Rechtbank Noord-Holland

Datum uitspraak
26 mei 2021
Publicatiedatum
26 mei 2021
Zaaknummer
8987102
Instantie
Rechtbank Noord-Holland
Type
Uitspraak
Rechtsgebied
Civiel recht
Procedures
  • Op tegenspraak
Vindplaatsen
  • Rechtspraak.nl
AI samenvatting door LexboostAutomatisch gegenereerd

Verzet tegen verstekvonnis inzake geldlening en proceskosten

In deze zaak heeft de kantonrechter van de Rechtbank Noord-Holland op 26 mei 2021 uitspraak gedaan in een verzetprocedure.

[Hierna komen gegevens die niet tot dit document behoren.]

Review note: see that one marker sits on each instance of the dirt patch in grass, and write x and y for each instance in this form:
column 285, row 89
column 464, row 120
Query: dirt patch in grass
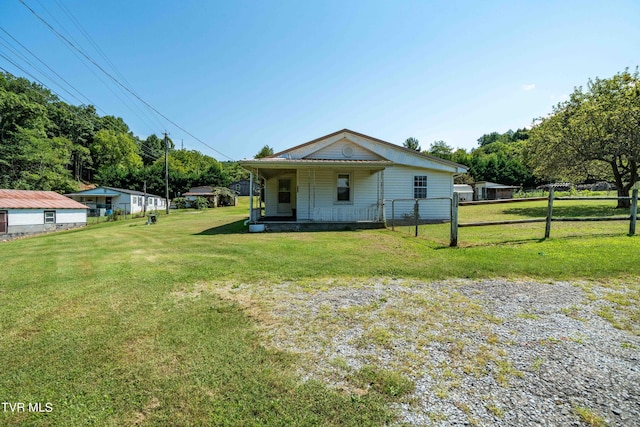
column 477, row 352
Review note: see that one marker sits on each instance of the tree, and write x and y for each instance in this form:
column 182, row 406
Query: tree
column 441, row 149
column 412, row 144
column 266, row 151
column 595, row 134
column 110, row 148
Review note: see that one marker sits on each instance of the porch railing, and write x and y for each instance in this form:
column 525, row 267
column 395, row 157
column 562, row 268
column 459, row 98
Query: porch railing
column 347, row 214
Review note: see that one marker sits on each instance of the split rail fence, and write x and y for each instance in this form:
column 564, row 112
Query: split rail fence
column 455, row 203
column 632, row 218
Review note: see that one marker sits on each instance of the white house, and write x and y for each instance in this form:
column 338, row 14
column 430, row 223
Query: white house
column 103, row 200
column 24, row 212
column 348, row 177
column 486, row 190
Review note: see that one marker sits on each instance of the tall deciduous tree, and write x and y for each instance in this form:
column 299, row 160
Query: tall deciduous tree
column 441, row 149
column 597, row 129
column 266, row 151
column 411, row 143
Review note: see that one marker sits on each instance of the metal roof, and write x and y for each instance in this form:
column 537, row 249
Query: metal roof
column 110, row 191
column 27, row 199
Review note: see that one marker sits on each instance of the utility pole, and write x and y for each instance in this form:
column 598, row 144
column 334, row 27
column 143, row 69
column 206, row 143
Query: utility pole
column 166, row 171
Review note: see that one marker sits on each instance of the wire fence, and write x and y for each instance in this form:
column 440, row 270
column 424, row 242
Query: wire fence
column 412, row 222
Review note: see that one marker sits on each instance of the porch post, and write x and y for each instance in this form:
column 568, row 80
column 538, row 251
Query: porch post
column 382, row 214
column 251, row 196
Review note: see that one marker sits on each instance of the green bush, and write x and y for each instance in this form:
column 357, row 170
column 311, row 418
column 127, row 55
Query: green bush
column 200, row 203
column 180, row 202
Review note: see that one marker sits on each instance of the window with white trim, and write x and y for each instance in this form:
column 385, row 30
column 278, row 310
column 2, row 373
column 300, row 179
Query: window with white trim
column 420, row 187
column 49, row 217
column 344, row 187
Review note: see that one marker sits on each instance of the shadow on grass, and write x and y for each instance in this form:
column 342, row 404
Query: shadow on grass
column 567, row 211
column 236, row 227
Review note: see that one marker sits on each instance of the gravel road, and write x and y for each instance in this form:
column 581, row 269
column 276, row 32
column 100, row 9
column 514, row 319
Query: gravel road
column 489, row 353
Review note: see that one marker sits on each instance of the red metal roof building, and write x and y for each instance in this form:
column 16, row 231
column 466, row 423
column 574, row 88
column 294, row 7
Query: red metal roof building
column 24, row 212
column 27, row 199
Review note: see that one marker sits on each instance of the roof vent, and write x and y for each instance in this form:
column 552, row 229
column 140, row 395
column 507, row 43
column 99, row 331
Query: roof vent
column 347, row 151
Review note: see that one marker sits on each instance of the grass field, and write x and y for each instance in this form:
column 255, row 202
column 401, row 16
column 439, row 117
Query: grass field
column 103, row 322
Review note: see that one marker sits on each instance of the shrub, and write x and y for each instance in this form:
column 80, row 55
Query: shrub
column 180, row 202
column 200, row 203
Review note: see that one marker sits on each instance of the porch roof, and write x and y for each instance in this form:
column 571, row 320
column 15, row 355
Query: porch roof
column 280, row 163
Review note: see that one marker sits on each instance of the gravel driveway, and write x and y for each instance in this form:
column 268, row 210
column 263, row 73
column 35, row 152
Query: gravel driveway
column 490, row 353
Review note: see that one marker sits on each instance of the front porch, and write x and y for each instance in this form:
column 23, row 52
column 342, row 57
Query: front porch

De zaak betreft een geschil tussen twee partijen, aangeduid als [opposant] en [geopposeerde], die een affectieve relatie hebben gehad en samenwoonden van 2015 tot september 2019. [geopposeerde] had eerder een vordering ingesteld tegen [opposant] voor een bedrag van € 3.940,32, gebaseerd op een veronderstelde geldleningsovereenkomst. [opposant] was niet verschenen op de zitting en werd bij verstek veroordeeld op 2 december 2020.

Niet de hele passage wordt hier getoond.